Description

Language varieties are a primary means of expressing a person's social affiliation and identity. Hence, computer systems that can adapt to the user by displaying a familiar socio-cultural identity are expected to raise the acceptance within certain contexts and target groups dramatically. However, current systems are far from achieving the fidelity required for realization of these benefits.

For example, promising early results have been obtained in the context of speech synthesis through localized pronunciation, but it is clear that language variety is a multi-faceted concept that involves deviations from standard language on various linguistic levels.

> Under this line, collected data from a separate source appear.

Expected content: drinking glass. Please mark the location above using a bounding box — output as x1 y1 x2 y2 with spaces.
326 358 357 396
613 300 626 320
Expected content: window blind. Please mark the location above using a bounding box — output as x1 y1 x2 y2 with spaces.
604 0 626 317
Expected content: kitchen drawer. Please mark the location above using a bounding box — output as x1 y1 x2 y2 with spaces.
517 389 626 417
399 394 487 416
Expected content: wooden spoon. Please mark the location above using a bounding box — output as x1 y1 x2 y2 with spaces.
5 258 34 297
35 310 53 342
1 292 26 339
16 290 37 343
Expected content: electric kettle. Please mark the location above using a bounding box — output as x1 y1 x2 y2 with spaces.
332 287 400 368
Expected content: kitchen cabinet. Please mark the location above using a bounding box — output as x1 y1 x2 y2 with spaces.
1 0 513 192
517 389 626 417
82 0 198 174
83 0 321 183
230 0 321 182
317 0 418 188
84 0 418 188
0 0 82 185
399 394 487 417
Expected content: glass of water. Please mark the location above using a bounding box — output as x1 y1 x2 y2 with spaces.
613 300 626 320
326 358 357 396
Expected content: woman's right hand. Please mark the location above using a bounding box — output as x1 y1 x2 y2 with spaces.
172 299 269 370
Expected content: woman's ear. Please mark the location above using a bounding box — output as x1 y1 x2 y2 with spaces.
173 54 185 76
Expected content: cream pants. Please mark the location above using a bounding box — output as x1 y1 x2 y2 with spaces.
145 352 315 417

Our goal is to develop algorithmic methods that are capable of capturing and reproducing all major idiosyncrasies displayed by a language variety, be they syntactic, lexical or phonetic in nature. Conceptually, part of this task can be understood as a machine translation problem, which is, however, characterized by unique properties.

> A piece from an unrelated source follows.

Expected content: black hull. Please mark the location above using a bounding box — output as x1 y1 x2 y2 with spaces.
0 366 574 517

For one thing, substantial written corpora of a language variety are rare, and orthographic conventions can vary greatly among existing resources. Parallel resources for a standard language and a variety thereof are even less common. But such parallel data is the workhorse of modern machine translation systems and key to producing sufficiently natural utterances. It then seems that current methods are inadequate for the task at hand.

On the other hand, the relative proximity between a standard language and its varieties works to our advantage. Furthermore, steady progress on the machine learning front has opened up new possibilities. We argue that utilizing these facts, it will be possible to draw on statistical machine translation techniques despite data sparsity.

In particular, we will investigate principled bootstrapping of parallel data and statistical models using active learning techniques. Such a strategy allows for reduced manual effort by automatically choosing for annotation by a human those sentences that will result in the largest leap in quality. Within this overall framework, we aim at employing several recent advances in machine learning and statistical machine translation.

Notably, factored translation models will be used for separate translation of different linguistic levels, thereby mitigating the combinatorial explosion incurred by translation of full word forms. Moreover, using discriminative machine learning techniques, we will incorporate rich linguistic hints that can greatly enhance generalization performance.

Standard German and its Viennese varieties will serve as a test bed for realization and exploration of our techniques. Through the proposed project, we aim at establishing methods that are sufficiently general to greatly facilitate similar endeavors in the future. Moreover, the resulting prototype will be of great value for localization of information systems within the wider region of Vienna.